Moreover, irresistible demographic forces have dragged down what economists call “potential,” or the sustainable growth path for the economy. An aging population means more people retiring, fewer labour-force entrants and slower overall growth in the work force – which limits the economy’s sustainable capacity to grow. The new normal for Canada is growth of 2 per cent or less, and U.S. potential is only slightly higher. Steps can be taken to partly offset this structural reality, such as attracting more immigrants, keeping older workers longer, engaging underrepresented groups and upskilling current employees, but the forces of aging demographics are very hard to resist.
One obvious effect of mediocre growth is a squeeze on public finances. Slower growth combined with low inflation means slower growth in government revenues; yet, pressure is unrelenting to spend on valued public services such as health care and modernized infrastructure. Provincial governments in particular face acute fiscal pressures, but many have inadequate revenue bases.
The federal Parliamentary Budget Office recently reported that for subnational governments as a whole, current fiscal policy is not sustainable over the long term. Only Quebec was judged to have an adequate fiscal plan. The territories, Newfoundland and Labrador and Alberta reportedly have the largest current fiscal gaps. As the PBO dryly put it, policy actions at the subnational level, such as reductions in program spending, higher taxes and/or increased transfers from the federal government, would be required to close these gaps.
Breaking out of the mediocre-growth trap is very hard to do. Economists have been moaning about Canada’s poor productivity growth (at its simplest, output per hour worked) for decades. Some necessary steps for faster productivity growth have been taken, such as repeated efforts to reduce internal barriers to commerce, but with little apparent effect. Canadian immigration levels have already been increased to about 300,000 people annually, or nearly 1 per cent of the country’s population – but that alone will not offset the impact of aging demographics.
Other transformational, pro-growth policies could be considered – including things such as a fundamental rethink and modernization of tax policy, a massive rebuild of Canada’s infrastructure or accelerated low-carbon transformation and investment. But let’s be frank – political conditions for bold transformation generally don’t exist today in Western democracies. (Perhaps a one-party state such as China can think and operate in transformational terms.) Indeed, the populist pushback in some Western democracies makes a step backward as likely as steps forward on rebooting the economy’s underlying growth potential.

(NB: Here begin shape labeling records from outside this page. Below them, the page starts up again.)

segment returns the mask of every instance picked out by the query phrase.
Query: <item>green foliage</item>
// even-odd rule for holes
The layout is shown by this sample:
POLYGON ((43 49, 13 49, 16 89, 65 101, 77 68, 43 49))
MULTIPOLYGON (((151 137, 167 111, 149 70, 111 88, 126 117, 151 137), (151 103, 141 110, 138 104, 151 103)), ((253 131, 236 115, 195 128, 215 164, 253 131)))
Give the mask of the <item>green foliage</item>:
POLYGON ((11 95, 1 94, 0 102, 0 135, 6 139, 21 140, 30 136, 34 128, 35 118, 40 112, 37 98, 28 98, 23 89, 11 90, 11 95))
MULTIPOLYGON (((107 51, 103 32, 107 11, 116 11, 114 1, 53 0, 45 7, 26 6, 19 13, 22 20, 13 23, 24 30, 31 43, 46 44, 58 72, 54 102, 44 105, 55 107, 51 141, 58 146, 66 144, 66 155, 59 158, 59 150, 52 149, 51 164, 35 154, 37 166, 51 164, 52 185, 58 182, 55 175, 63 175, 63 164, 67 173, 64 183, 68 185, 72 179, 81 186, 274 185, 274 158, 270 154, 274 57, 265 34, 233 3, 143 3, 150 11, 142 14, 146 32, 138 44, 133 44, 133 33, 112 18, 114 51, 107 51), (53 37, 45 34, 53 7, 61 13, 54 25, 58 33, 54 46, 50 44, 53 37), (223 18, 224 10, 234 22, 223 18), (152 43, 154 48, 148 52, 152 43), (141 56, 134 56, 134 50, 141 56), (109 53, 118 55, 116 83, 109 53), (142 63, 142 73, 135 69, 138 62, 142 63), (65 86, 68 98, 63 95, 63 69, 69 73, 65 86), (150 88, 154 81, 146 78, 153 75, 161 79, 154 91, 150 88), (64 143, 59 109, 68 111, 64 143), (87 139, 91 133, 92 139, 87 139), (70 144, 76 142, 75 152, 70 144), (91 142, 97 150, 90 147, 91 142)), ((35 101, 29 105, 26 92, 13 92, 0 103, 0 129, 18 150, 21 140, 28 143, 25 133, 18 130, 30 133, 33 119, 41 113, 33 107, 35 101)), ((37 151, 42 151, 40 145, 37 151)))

If mediocre growth is now the norm, and policy transformation is hard to achieve, where does that leave us? The alternatives should still be examined by think tanks and advanced by policy-makers who can keep pushing forward with small increments rather than hoping for a big bang. Defining the best policy options is still important work, if and when the right political conditions emerge. But in the interim, public expectations are going to have an encounter with reality.
Glen Hodgson is a senior fellow at the C.D. Howe Institute.